Member of the Idaho Senate from District 4
- In office December 1, 2014 – November 30, 2022
- Preceded by: John Goedde
- Succeeded by: Ben Toews

Personal details
- Party: Republican
- Spouse: Rick
- Children: 4
- Alma mater: Pacific Lutheran University
- Occupation: Nurse

= Mary Souza =

American politician

Mary Souza is an American politician, small business owner, and former nurse who was a Republican member of the Idaho Senate. She was first elected in 2014 to 2022.

In 2015, she co-sponsored a bill that would allow parents to withdraw their children from any activity that "impairs the parents’ firmly held beliefs, values or principles."

In December 2020, Souza signed on to an Amicus Brief in support of Texas' attempts to overturn the results of the presidential election in Georgia, Michigan, Pennsylvania, and Wisconsin (Texas v. Pennsylvania).

==Political positions==
Souza was the Senate Sponsor of the Fairness in Women's Sports Act which prohibits trans women from competing in women's sports. This bill was the first enacted legislation of its kind in the US and became the model for other states.

In response to the 2020 Zuckerbucks infusion of money into elections, Souza sponsored legislation that prevents outside private groups from funding public elections.

Souza was successful in changing the date of school board trustee elections from the low voter turnout May election to the November election in odd years. This has shown to increase interest in these important races.

Since Souza's retirement from the Idaho Senate, she has written numerous OpEds published in several Idaho newspapers. Her series, "The IFF Files" gives a clear picture of the problems and inconsistencies in the Idaho Freedom Foundation. Recently, she has shed light on the racist and misogynist Groyper movement calling out local transplant political personalities, David J Reilly and Vincent James Foxx and America First PAC founder, Nick Fuentes.

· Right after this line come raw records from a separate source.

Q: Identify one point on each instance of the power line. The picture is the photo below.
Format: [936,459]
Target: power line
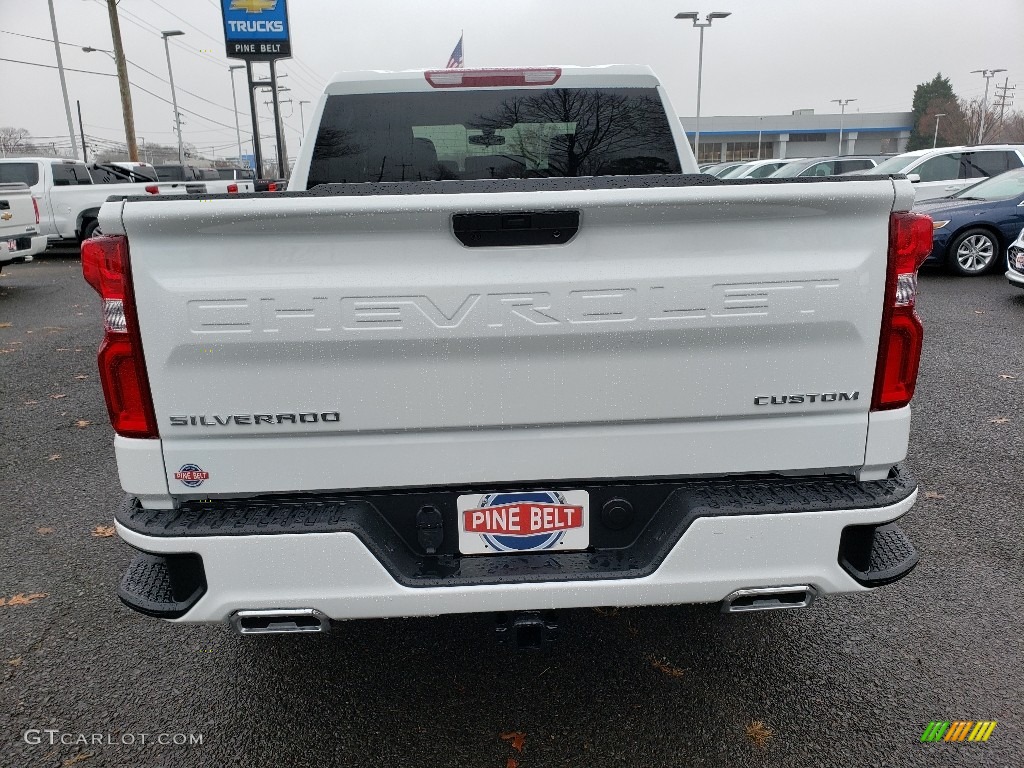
[54,67]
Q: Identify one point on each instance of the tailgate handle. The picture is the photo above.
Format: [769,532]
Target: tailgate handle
[515,228]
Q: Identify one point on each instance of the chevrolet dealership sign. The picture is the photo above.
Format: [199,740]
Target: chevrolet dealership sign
[256,29]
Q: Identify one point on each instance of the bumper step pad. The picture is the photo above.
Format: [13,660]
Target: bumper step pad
[163,586]
[386,522]
[877,555]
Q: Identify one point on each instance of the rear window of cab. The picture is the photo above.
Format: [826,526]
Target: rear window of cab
[479,134]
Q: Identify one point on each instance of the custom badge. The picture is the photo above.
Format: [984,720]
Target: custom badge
[523,521]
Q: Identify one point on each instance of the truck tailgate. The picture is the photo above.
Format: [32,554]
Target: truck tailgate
[303,343]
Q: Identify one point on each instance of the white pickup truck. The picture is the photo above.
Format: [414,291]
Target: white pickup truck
[19,238]
[501,348]
[70,200]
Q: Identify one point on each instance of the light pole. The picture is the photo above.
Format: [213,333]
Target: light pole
[695,17]
[235,102]
[174,98]
[64,84]
[935,140]
[302,121]
[842,102]
[126,109]
[987,74]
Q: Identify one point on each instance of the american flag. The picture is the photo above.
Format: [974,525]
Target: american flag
[455,60]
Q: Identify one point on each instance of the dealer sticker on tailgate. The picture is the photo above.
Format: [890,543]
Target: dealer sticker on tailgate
[523,521]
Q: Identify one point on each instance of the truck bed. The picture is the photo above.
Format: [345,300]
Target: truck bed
[345,338]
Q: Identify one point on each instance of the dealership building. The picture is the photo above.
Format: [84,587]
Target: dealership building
[802,134]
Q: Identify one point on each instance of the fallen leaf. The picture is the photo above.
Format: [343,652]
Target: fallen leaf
[518,739]
[665,668]
[759,733]
[22,599]
[77,759]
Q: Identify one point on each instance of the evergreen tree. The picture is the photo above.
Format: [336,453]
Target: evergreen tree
[929,98]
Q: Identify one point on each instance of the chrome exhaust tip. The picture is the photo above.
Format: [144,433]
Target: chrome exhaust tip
[273,622]
[768,598]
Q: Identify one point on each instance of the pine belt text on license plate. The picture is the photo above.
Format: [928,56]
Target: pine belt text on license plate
[523,521]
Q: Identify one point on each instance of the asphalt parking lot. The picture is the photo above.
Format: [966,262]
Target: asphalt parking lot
[852,681]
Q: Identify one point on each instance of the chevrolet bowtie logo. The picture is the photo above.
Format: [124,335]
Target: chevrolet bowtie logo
[254,6]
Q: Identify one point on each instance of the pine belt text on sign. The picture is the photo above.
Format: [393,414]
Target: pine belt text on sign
[523,518]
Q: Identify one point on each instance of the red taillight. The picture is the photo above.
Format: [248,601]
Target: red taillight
[902,334]
[492,78]
[122,368]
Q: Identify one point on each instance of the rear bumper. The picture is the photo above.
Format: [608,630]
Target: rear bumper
[698,551]
[26,247]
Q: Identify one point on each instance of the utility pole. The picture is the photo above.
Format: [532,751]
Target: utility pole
[235,103]
[174,98]
[694,16]
[64,83]
[279,126]
[85,154]
[1006,98]
[935,140]
[119,59]
[257,142]
[987,74]
[842,102]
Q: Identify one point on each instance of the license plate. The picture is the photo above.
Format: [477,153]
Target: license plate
[523,521]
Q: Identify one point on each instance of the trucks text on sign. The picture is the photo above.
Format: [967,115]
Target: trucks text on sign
[256,29]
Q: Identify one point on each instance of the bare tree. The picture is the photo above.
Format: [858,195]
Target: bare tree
[964,120]
[11,138]
[606,132]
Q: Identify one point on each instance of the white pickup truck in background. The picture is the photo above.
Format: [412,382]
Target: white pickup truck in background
[19,238]
[70,200]
[501,348]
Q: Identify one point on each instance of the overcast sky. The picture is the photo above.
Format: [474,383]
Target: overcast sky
[770,57]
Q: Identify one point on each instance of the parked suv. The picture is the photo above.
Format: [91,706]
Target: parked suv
[939,173]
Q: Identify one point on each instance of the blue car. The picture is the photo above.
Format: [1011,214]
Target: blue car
[974,226]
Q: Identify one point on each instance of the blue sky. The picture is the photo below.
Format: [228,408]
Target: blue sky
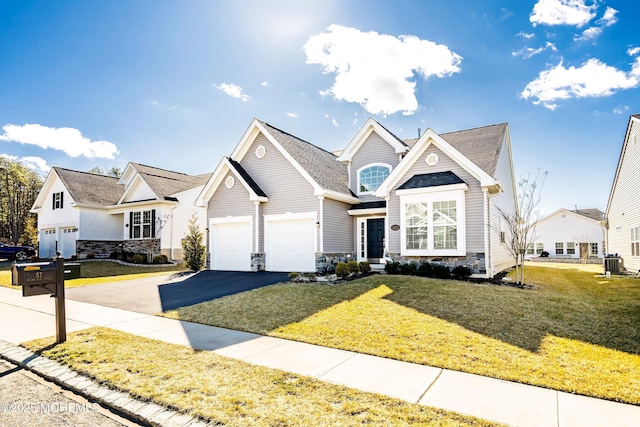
[174,84]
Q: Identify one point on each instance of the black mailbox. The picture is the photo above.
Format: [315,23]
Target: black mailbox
[36,279]
[44,278]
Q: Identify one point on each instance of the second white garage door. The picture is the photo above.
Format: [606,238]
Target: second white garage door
[290,245]
[231,246]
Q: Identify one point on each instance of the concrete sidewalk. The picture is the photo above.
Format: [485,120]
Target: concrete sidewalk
[487,398]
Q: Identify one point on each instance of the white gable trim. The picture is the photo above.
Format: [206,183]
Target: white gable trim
[43,194]
[365,131]
[425,141]
[622,152]
[218,176]
[572,213]
[252,133]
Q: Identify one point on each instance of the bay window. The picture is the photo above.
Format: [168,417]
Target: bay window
[432,222]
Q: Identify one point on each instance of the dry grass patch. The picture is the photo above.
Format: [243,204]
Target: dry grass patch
[575,332]
[227,391]
[99,272]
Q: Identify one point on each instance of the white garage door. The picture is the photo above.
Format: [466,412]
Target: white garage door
[47,245]
[290,245]
[67,244]
[231,246]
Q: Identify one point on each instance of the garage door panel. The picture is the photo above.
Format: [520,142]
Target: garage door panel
[291,245]
[231,246]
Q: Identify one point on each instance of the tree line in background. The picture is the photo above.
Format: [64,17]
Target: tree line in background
[19,187]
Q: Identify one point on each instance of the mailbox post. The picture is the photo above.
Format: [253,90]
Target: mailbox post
[40,279]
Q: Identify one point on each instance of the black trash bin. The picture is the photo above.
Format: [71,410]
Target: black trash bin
[612,265]
[72,270]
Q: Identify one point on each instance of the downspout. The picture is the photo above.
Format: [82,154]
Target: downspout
[170,236]
[257,231]
[321,226]
[488,261]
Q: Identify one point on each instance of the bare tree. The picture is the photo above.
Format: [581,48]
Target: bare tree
[521,224]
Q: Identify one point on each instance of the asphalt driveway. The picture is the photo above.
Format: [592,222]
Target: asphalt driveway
[161,293]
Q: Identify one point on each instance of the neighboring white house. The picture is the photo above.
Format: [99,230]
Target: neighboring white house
[81,213]
[623,208]
[569,234]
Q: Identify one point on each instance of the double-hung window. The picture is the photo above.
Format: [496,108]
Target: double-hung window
[559,248]
[635,241]
[58,200]
[432,222]
[142,224]
[371,176]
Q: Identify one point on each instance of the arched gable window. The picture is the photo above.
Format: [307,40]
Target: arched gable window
[371,176]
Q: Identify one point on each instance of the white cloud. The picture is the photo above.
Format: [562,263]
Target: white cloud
[607,20]
[525,35]
[562,12]
[528,52]
[233,91]
[374,69]
[609,17]
[68,140]
[36,163]
[591,79]
[632,51]
[32,162]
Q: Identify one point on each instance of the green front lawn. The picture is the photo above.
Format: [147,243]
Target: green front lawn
[576,331]
[97,272]
[230,392]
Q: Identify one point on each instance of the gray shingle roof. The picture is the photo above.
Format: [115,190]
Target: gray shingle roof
[243,173]
[89,188]
[320,164]
[167,183]
[431,180]
[480,145]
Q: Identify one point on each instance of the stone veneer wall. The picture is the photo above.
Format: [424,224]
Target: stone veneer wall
[140,246]
[99,248]
[474,261]
[326,262]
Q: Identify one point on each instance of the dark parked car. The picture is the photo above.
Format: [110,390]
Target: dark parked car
[18,253]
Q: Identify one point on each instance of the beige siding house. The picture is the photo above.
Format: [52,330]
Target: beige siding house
[623,208]
[83,214]
[279,203]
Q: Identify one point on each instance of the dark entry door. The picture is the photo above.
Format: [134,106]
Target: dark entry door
[375,238]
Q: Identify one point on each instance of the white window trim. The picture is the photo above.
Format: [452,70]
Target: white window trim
[429,197]
[365,167]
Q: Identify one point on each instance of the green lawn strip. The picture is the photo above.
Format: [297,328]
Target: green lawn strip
[574,332]
[227,391]
[99,272]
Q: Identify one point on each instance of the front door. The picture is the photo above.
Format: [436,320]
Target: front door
[375,238]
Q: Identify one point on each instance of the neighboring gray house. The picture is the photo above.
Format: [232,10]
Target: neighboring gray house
[279,203]
[81,213]
[577,233]
[623,208]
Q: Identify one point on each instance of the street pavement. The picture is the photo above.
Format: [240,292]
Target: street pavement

In the 2022 elections, Souza ran for Secretary of State of Idaho. Souza believed there were problems with the 2020 Presidential Election due to ballot harvesting and unconstitutional changes in election law. Souza lost the three way race to Phil McGrane.

==Personal life==
Souza and her husband, Rick, have four children and six grandchildren. They reside in Coeur d'Alene, Idaho.

==Electoral history==

District 4 Senate - Part of Kootenai County
| Year |  | Candidate | Votes | Pct |  | Candidate | Votes | Pct |  |
|---|---|---|---|---|---|---|---|---|---|
| 2014 Primary |  | Mary Souza | 1,853 | 53.9% |  | John Goedde (incumbent) | 1,587 | 46.1% |  |
| 2014 General |  | Mary Souza | 7,406 | 74.6% |  | Ray Writz | 2,520 | 25.4% |  |
| 2016 Primary |  | Mary Souza (incumbent) | 3,198 | 100% |  |  |  |  |  |
| 2016 General |  | Mary Souza (incumbent) | 13,233 | 62.9% |  | Kristi Milan | 7,793 | 37.1% |  |

Idaho Secretary of State Republican primary election, 2022
| Party | Candidate | Votes | % |
| Republican | Phil McGrane | 113,894 | 43.0% |
| Republican | Dorothy Moon | 109,690 | 41.5% |
| Republican | Mary Souza | 41,057 | 15.5% |

Souza is challenging Dorothy Moon for Idaho Republican Party Chair at the 2024 Summer Convention.